Most people who say that withdrawal doesn’t work, or that people who practice withdrawal are called parents, or other disparaging things about withdrawal have a very hard time believing that it’s nearly as good as condoms (perfect use *and *typical use.) So either withdrawal is better than most people think, or condoms are worse than most people think. Tomayto, tomahto.
lol you are right. I need to talk to a medical professional. Thank you
Guess you’ll be joining me for Baby Watch '13. I’ve got to wait until September 23…
I’ve known a couple for whom rhythm and withdrawal worked all 4 years of college. Others, did not last the year. This is the situation where YMMV is most applicable.
Withdrawal is the one method where it is very much up to the guy. Depends on his motivation at a critical point, more than hers.
Here is a sort of relevant article with plenty of links to keep you entertained while you wait for your test results. When reading them, please keep in mind that old saying about opinions. I posted the link because there are things in there to get you thinking. You have lots of options and if you don’t want a baby right now you need to start looking at them. Actually, you should have been looking before you started having sex but, nobody’s perfect.
It sounds like the pill is not the solution for you. It’s no longer the solution for me. Until earlier this year, I had been using the pill to keep my crazy periods under control. Then I got really sick. I had 6-7 hepatocelluar adenomas on my liver. Two of them were big enough that I could have died if they ruptured and bled into my abdomen unchecked. I had to get those two removed in May. After I got my diagnosis I was told that the tumors were caused by the birth control pills. Statistics I found later indicated a 1 in 1 million chance of getting the tumors without the pill. With the pill the chance drops to about 1 in 530. Most women have no symptoms and never know the tumors are there.
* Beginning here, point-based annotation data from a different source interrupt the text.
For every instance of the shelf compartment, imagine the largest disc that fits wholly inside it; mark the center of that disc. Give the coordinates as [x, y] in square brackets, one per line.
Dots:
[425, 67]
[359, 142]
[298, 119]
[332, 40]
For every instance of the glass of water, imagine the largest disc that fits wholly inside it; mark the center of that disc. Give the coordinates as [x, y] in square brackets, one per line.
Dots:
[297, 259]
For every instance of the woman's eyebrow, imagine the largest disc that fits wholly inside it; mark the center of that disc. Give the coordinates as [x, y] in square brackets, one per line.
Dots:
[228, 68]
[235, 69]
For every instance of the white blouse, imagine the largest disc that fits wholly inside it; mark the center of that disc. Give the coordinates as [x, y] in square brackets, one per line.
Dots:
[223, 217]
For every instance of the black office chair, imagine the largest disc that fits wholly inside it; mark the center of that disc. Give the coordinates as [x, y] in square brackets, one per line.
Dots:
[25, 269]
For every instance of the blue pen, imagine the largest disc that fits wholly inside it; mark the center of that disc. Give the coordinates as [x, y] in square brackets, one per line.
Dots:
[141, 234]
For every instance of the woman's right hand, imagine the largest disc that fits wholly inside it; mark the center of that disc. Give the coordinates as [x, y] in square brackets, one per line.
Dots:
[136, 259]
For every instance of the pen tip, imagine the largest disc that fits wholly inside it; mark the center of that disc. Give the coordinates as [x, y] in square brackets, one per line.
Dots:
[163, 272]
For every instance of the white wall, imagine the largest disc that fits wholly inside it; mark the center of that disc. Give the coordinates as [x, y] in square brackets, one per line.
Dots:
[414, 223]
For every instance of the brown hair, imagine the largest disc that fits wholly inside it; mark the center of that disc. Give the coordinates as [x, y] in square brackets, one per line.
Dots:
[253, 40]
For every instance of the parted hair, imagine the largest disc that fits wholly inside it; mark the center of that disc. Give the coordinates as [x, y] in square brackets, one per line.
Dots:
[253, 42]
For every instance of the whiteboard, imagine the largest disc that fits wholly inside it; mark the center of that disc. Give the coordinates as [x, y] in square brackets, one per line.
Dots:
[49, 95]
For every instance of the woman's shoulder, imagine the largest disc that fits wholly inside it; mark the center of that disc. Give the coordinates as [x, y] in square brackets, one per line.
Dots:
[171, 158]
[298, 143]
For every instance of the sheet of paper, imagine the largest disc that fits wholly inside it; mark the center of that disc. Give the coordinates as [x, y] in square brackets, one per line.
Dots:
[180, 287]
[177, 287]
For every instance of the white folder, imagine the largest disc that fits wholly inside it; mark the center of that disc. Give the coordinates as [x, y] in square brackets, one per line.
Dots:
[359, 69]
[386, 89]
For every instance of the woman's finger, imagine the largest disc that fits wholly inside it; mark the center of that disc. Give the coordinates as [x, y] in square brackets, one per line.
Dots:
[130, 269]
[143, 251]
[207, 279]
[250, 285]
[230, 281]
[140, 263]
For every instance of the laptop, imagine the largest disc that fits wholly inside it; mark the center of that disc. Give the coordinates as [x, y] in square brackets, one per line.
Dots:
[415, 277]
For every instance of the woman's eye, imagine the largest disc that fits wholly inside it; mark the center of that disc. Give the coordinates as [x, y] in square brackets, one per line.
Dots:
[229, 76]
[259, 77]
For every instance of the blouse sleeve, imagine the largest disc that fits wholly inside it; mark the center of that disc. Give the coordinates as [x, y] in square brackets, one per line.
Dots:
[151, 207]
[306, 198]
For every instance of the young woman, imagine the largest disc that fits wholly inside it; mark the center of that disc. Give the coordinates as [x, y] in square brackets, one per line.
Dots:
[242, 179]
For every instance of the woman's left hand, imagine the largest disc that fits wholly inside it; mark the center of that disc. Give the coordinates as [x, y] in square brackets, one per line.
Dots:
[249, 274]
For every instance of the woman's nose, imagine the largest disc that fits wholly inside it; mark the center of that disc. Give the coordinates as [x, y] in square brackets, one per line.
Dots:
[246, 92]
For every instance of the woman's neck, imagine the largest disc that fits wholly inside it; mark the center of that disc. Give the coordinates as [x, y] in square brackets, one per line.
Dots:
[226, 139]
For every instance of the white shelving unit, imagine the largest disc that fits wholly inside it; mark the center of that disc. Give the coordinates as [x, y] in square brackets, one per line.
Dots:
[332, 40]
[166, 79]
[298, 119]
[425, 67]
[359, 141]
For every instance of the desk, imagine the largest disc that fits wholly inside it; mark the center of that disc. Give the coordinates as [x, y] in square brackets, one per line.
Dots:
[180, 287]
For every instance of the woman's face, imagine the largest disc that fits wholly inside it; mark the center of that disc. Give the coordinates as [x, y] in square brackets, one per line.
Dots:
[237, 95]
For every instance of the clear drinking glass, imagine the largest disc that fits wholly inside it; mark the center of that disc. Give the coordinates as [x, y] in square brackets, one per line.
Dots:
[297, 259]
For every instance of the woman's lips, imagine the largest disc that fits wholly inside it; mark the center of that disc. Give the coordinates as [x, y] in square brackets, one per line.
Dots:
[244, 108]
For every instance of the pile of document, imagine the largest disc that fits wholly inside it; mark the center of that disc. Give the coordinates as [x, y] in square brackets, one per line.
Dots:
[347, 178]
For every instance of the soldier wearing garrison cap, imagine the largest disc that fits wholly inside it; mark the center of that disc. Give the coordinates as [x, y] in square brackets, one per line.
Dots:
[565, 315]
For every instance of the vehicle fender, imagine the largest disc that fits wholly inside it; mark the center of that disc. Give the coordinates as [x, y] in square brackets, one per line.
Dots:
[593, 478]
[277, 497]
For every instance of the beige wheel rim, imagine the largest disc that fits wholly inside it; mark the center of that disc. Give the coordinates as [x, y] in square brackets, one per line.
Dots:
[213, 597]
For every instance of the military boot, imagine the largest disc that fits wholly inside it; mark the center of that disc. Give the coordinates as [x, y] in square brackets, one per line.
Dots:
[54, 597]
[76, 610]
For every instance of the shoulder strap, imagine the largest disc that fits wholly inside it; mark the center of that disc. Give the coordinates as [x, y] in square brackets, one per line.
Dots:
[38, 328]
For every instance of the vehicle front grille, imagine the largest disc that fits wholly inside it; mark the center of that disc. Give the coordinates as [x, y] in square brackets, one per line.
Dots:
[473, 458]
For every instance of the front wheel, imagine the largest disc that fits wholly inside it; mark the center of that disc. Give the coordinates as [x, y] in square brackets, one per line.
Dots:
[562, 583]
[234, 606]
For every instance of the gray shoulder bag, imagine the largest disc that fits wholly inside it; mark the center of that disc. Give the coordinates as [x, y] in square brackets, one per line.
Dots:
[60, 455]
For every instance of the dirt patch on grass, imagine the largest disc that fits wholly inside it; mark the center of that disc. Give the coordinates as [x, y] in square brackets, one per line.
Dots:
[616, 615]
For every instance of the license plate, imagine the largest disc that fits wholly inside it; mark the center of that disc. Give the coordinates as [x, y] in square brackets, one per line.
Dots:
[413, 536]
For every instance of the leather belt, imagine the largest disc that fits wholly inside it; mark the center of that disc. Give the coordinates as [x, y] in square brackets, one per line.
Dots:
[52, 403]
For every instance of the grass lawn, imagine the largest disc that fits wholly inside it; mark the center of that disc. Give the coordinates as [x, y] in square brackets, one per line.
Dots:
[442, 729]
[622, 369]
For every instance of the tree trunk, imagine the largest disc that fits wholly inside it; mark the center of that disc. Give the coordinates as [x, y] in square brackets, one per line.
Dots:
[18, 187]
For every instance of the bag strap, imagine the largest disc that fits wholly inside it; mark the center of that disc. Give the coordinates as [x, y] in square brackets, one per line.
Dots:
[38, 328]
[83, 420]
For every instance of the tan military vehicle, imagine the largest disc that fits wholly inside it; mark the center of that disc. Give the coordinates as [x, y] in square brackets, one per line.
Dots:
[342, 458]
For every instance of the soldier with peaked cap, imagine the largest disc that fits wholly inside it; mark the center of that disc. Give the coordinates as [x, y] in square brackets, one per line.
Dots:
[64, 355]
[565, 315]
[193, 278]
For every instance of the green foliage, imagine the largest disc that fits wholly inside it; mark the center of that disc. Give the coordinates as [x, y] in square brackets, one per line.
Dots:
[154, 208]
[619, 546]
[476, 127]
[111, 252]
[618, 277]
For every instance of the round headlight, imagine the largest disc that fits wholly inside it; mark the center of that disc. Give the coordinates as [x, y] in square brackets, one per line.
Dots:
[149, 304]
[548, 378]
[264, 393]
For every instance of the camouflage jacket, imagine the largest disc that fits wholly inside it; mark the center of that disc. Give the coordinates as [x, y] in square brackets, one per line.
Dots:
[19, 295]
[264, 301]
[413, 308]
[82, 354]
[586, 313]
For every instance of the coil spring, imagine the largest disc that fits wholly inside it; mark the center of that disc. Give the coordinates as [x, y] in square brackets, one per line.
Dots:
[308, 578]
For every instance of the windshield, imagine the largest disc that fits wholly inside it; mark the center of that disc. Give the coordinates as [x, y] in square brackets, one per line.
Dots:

In October, I’m scheduled for a scan to see if the remaining tumors have shrunk now that I’m off hormone based birth control. I’m currently working with my OBGYN to find a new way to handle the problem with my periods. I won’t start taking anything until I get the results of the scan back. When you begin your search, be sure to ask plenty of questions about possible side effects.
I’m not denying that this condition REALLY sucks. I’m sorry you’re having to deal with it. But speaking rationally, a 1/530 chance is pretty good odds for the general population. I wouldn’t let a 0.1887% chance of a bizarre side effect dissuade me from taking otherwise-proven-effective medication.
Don’t forget the copper IUD, with no hormones. Best of both worlds, IMO.
I wasn’t saying it should. I just meant the she should make an informed decision about any contraception, or any medication, she chooses. When you ask about the side effects, ask about their rate of frequency, too. Ask how it may interact with anything else you’re taking or if it could aggravate any preexisting conditions. I had cancer when I was younger and I’m prone to forming benign tumors. I had no idea that the side effect I experienced even existed. All the warnings I’ve ever been given were about blood clots and high blood pressure with no mention of tumors. My main point is to always ask questions about any pill or device before it goes into your body.